High limit reset was activated ...

we checked everything ...

We checked resistance of elements ... We checked the voltage at elements ... We tested current draw ... We checked the thermostats ...

Everything checked out .. And my guy changed thermostats except the high limit ..,

Worked good for several days and then again no hot water

Customer hit the reset and when I arrived there was hot water ... Again I go through all the steps and everything is the proper numbers ..

The third time I get a call a few days later and again off on reset ...

Again I perform the same test ... 

What do you think the problem was ... The tank keep going off on reset


----------



## RW Plumbing (Aug 16, 2010)

Wire short somewhere it touches the tank every so often and grounds out.


----------



## Gettinit (May 9, 2012)

Well, if the temperature was in fact too hot there may be three problems.

1. Bad high limit switch.
2. The wiper was stuck.
3. The homeowner wired it wrong and it kept power to the element until it tripped.


----------



## user2090 (Sep 26, 2009)

Original problem was a faulty stat. 

Additional problem was a faulty stat.

That has happened to me before.
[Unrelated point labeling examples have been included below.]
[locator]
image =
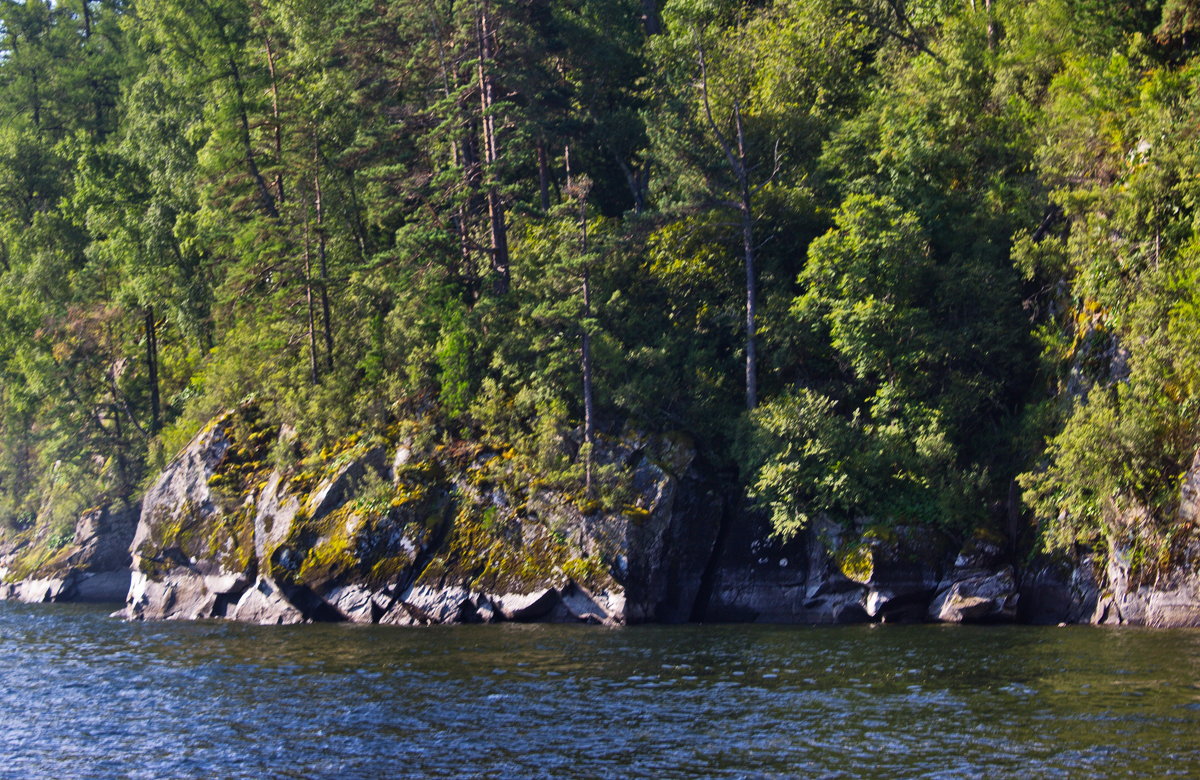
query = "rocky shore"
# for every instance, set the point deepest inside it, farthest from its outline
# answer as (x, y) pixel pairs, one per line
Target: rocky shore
(405, 533)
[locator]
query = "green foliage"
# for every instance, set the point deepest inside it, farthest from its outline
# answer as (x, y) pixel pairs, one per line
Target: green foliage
(357, 214)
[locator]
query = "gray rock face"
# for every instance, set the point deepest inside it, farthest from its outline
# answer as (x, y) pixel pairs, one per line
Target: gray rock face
(265, 605)
(408, 535)
(825, 575)
(981, 587)
(1060, 591)
(103, 538)
(94, 567)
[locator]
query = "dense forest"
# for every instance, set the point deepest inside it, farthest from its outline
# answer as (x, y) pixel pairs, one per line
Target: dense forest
(933, 263)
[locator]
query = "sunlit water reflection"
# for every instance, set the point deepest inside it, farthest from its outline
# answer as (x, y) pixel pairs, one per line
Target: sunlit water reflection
(88, 696)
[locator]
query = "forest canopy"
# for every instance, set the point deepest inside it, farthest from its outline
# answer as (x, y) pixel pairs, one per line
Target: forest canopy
(934, 263)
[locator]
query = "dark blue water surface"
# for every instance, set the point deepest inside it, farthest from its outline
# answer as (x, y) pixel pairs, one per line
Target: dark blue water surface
(89, 696)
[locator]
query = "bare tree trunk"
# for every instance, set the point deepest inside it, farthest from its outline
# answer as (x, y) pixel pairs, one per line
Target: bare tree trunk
(313, 372)
(462, 156)
(580, 190)
(323, 262)
(543, 174)
(651, 17)
(275, 117)
(991, 25)
(264, 195)
(496, 216)
(153, 371)
(736, 156)
(748, 250)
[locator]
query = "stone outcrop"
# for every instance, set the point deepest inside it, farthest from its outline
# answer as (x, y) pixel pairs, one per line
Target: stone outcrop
(981, 587)
(394, 531)
(827, 574)
(1107, 588)
(94, 565)
(391, 532)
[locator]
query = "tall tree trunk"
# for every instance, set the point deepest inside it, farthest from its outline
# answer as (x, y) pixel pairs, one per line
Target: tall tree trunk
(736, 156)
(748, 250)
(580, 190)
(651, 17)
(496, 215)
(543, 174)
(275, 117)
(153, 371)
(264, 195)
(323, 262)
(313, 371)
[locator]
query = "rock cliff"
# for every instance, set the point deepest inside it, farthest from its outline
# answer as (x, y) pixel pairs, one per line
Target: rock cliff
(389, 529)
(394, 532)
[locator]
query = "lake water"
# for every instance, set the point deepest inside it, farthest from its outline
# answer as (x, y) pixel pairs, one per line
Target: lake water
(84, 695)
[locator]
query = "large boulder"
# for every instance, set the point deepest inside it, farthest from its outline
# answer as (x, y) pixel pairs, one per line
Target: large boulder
(981, 586)
(93, 565)
(828, 574)
(193, 550)
(385, 531)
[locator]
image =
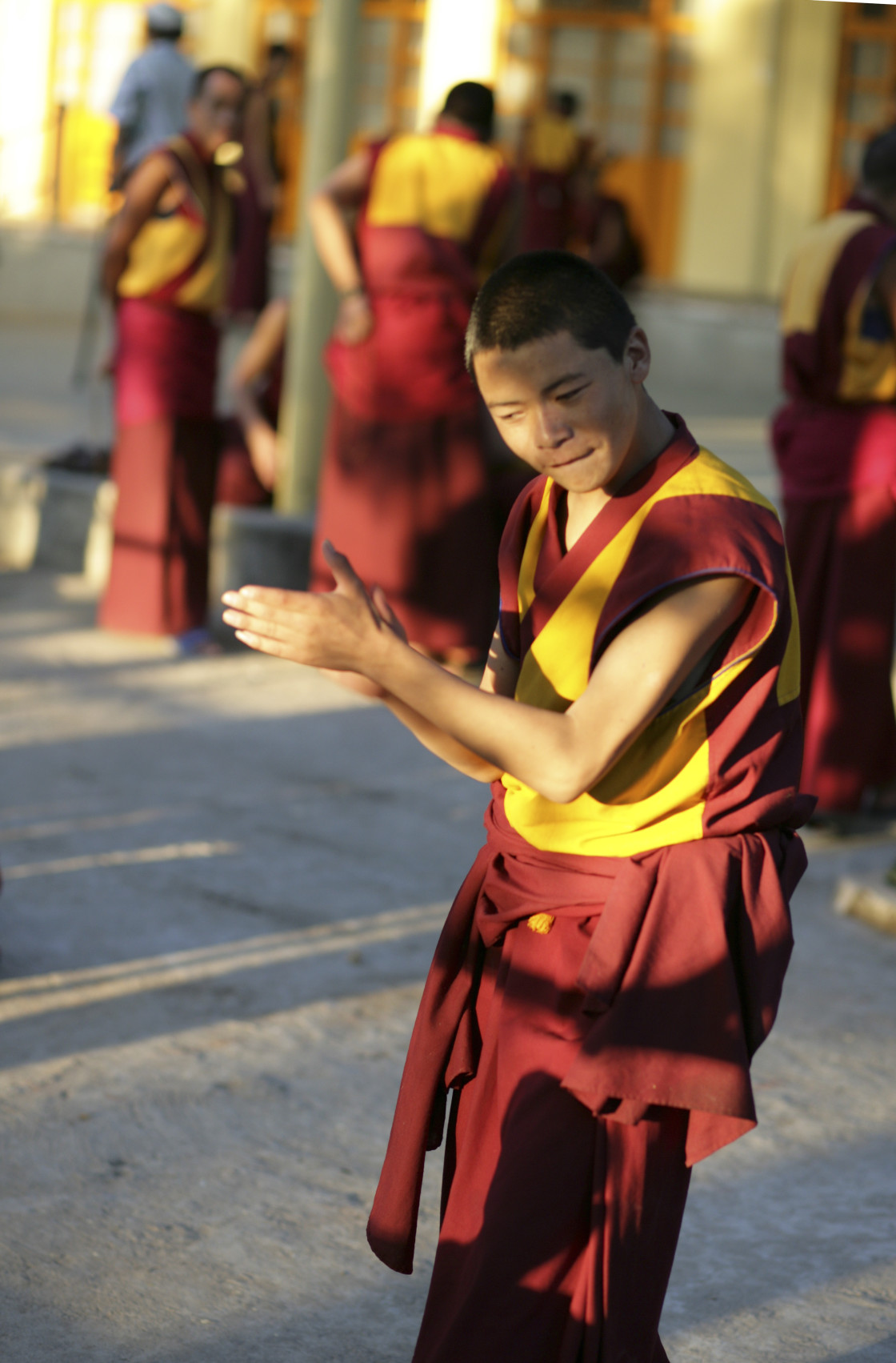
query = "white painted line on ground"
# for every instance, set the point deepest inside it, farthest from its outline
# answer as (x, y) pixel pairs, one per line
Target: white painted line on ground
(138, 856)
(75, 988)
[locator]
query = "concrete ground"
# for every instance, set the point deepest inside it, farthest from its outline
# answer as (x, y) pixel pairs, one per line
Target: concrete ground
(224, 880)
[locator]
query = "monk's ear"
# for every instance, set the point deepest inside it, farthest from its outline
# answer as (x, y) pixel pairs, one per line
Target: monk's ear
(636, 356)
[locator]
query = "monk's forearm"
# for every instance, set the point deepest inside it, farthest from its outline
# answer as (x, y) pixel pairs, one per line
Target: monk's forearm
(334, 243)
(443, 744)
(538, 748)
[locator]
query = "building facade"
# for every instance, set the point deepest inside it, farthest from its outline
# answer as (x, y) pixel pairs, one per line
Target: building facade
(729, 124)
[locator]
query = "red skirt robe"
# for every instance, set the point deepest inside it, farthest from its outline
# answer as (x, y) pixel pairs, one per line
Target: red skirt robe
(164, 465)
(591, 1064)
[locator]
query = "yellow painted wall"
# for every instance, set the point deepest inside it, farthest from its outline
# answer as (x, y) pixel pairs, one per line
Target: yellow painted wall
(224, 33)
(459, 44)
(730, 135)
(805, 126)
(25, 131)
(763, 105)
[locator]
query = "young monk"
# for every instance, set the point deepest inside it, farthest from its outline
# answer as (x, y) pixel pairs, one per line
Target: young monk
(617, 950)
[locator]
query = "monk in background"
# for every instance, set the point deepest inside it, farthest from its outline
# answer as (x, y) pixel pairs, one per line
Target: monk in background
(250, 451)
(260, 168)
(550, 158)
(405, 477)
(165, 267)
(835, 445)
(616, 953)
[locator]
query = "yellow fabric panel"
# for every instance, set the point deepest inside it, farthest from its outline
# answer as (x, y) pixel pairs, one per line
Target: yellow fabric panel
(526, 583)
(869, 366)
(558, 651)
(434, 182)
(655, 795)
(161, 250)
(552, 143)
(789, 675)
(207, 288)
(810, 271)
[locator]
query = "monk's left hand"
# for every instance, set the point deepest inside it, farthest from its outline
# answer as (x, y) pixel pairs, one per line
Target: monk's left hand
(338, 630)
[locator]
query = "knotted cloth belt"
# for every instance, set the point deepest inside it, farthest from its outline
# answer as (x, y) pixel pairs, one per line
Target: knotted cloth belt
(681, 976)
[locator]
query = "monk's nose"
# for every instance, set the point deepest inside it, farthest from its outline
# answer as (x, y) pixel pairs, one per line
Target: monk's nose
(552, 430)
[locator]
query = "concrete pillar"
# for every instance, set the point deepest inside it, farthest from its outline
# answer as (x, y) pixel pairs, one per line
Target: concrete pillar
(23, 106)
(731, 123)
(225, 34)
(461, 40)
(329, 122)
(763, 105)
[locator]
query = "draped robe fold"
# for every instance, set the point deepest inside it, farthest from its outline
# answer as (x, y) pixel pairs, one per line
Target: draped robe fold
(608, 968)
(403, 483)
(835, 445)
(166, 439)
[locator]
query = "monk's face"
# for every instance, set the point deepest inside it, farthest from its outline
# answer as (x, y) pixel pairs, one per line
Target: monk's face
(215, 114)
(570, 412)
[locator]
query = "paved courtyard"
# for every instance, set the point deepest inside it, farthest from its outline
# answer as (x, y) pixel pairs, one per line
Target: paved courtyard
(222, 884)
Had a run of stats one year that it seemed the whole batch we were shipped were funky at a high level.


----------



## bizzybeeplumbin (Jul 19, 2011)

tstat not touching the tank completely or pulled away.


----------



## OldSchool (Jan 30, 2010)

So far nobody got it


----------



## Gettinit (May 9, 2012)

OldSchool said:


> So far nobody got it


Good lord what kind of crap could it be?


----------



## OldSchool (Jan 30, 2010)

It a once in a million situation


----------



## user2090 (Sep 26, 2009)

The homeowner is dialing up the stats?


----------



## AWWGH (May 2, 2011)

OldSchool said:


> So far nobody got it


Incoming voltage problem? Low voltage spikes draw high amps and possibly causing trips?


----------



## OldSchool (Jan 30, 2010)

AWWGH said:


> Incoming voltage problem? Low voltage spikes draw high amps and possibly causing trips?


Nope


----------



## Tommy plumber (Feb 19, 2010)

Grounded heating element.


----------



## AWWGH (May 2, 2011)

OldSchool said:


> Nope


Is it something basic or a once in a lifetime thing?


----------



## UN1TED-WE-PLUMB (Oct 3, 2012)

I always check continuity between the tank and the t-stats and elements. Every so often you will find either an element grounded out or a short on a wire that will cause the high limit to trip. My vote is for a shorted element or wire.


----------



## OldSchool (Jan 30, 2010)

Actually the problem was the upper element ...

It would read normal for resistance ... It would actually draw the right current when the tstat was on ...

I found that when the stat was off it was actually drawing 1.4 amps ...

This is why the tank would over heat at night ... The element was actually heating the tank with close to 300 watts ...

Funny thing is the element had 19 ohms and it didn't read any resistance from element to ground ...

The crack in the element was just enough to draw a small amount off current when off but no sign that it was bad ...

So I pulled the element once i found it to be draw current when it was not suppose to ...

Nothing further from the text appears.